I finally got so frustrated with this that I gave up on full bleed and just placed all my text and illustrations well within the margins of each page, and suddenly, using CreateSpace was a breeze, as noted above. I used their Word template for my interior and adjusted my cover art to stay well within the margins and didn’t have any more problems passing their review process.

After my final revisions passed review, I was able to immediately download a PDF proof, which I forwarded to all my artists, and also order physical copies. While waiting for the physical proof to arrive, I got feedback from the artists and did two more rounds of revisions, both of which passed review with no problems. Once the proof copy arrived (looking gorgeous and well put together) I clicked a button to go live and my book was instantly available for sale through the CreateSpace online store! (It takes a few more days for books to appear on Amazon.com.)

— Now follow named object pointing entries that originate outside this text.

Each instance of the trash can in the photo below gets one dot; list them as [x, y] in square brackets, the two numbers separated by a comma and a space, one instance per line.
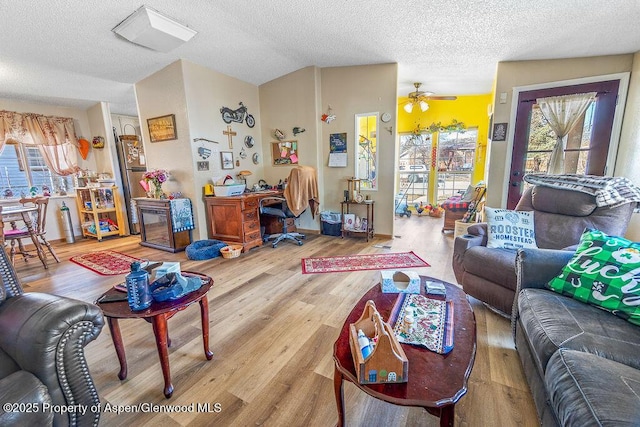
[331, 223]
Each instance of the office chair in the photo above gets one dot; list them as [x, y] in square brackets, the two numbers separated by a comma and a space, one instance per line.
[300, 194]
[277, 207]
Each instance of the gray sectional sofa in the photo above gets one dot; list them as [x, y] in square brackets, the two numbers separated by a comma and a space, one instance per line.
[582, 363]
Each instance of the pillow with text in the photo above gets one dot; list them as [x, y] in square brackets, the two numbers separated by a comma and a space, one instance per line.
[510, 229]
[604, 272]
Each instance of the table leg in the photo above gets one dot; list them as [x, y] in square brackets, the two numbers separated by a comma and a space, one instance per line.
[34, 239]
[339, 392]
[204, 315]
[160, 331]
[447, 415]
[116, 336]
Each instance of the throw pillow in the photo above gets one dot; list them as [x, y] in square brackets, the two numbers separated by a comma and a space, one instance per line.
[467, 196]
[510, 229]
[605, 272]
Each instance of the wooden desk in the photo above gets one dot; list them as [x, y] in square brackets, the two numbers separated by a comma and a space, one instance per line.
[157, 314]
[236, 219]
[436, 381]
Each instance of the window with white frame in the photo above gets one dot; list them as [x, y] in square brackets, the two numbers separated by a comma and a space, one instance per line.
[23, 167]
[456, 153]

Even though my book is now live, I can still upload revisions should I discover any more bits that need tweaking. I can also change the price or distribution options. Finally, as the author, I can order copies at a steep discount.

Conclusion

As I said, though my experience with CreateSpace was pretty bad at first, it got much better as soon as I gave up on doing full bleed pages, and I would recommend the service to others, especially if you have color in your interiors, in which case CreateSpace might be the only practical choice.

FAQ

Finally, here are some answers about POD in general that I didn’t manage to fit into the post above.

What is print-on-demand?

A method of publishing where the books are printed out one at a time at the time they are ordered online. This means that no inventory needs to be stored, and no print runs done.

Why should I use print-on-demand rather than a traditional book printing company  to self-publish my book?

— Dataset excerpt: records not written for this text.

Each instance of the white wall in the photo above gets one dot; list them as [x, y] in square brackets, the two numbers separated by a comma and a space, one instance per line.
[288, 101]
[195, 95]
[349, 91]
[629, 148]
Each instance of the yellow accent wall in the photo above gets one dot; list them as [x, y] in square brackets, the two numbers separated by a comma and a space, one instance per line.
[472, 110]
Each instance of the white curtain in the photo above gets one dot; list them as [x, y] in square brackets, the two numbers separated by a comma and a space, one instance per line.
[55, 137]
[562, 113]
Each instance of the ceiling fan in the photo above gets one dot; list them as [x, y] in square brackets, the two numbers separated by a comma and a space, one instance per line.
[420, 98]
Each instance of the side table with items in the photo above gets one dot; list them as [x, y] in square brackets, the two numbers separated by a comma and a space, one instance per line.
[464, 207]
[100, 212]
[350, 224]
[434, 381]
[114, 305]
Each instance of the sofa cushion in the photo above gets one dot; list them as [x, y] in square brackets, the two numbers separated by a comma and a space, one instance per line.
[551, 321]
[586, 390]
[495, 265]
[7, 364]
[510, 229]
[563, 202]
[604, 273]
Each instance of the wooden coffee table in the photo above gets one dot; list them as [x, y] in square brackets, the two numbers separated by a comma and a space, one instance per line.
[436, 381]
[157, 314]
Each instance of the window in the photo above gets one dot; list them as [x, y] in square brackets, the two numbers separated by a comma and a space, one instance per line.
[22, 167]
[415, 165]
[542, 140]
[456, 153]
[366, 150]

With POD, you don’t have to invest up front in a big printing of your book, or store and manage inventory, or handle sales yourself. Instead, you just upload it in digital form to the POD service, and every time they sell a copy online, they take care of the credit card processing and shipping and then send you your cut of the profit. Nothing could be easier! On the other hand, traditional book printing is still much cheaper, so if you’re willing and able to invest in a print run and handle sales and inventory and distribution yourself, you’ll make more on each book.

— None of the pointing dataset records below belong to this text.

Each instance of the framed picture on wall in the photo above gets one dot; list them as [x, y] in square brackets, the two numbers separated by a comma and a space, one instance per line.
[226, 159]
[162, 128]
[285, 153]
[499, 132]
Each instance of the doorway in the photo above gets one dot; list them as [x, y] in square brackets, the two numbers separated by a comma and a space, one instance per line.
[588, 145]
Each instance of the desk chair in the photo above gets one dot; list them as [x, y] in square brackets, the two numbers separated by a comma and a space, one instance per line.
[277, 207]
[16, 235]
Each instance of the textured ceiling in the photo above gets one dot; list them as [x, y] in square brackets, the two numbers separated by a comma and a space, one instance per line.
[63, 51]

Can my POD book sell through bookstores?

Theoretically yes, but practically speaking, No. CreateSpace does give you an “expanded distribution” option that theoretically makes your book available to libraries and bookstores, but the reality of bookstores is that they generally won’t stock a book unless they can later return the remainders. (The copies that don’t sell.) If you live in an area with lots of strong independent bookstores, you might be able to convince some of them to stock your book, but it’ll be a lot of work for relatively few sales.

How much more can I make per book compared to publishing through a real publisher?

This depends on how you price your POD book, of course, but with my haiku collection, I’ll be earning about twice the profit per book from if I were getting a standard book royalty on it. However, this is only for copies sold through the CreateSpace online store. For copies sold through Amazon.com, I’ll only be making about what I’d earn from a real publisher, and for the expanded distribution option, I would actually have to raise the current price of my book to make any money at all.  So the advantage of self-publishing – that you can keep so much more of the profits – is blunted a little by the more expensive nature of POD vs. traditional self-publishing printers, at least at this point in time.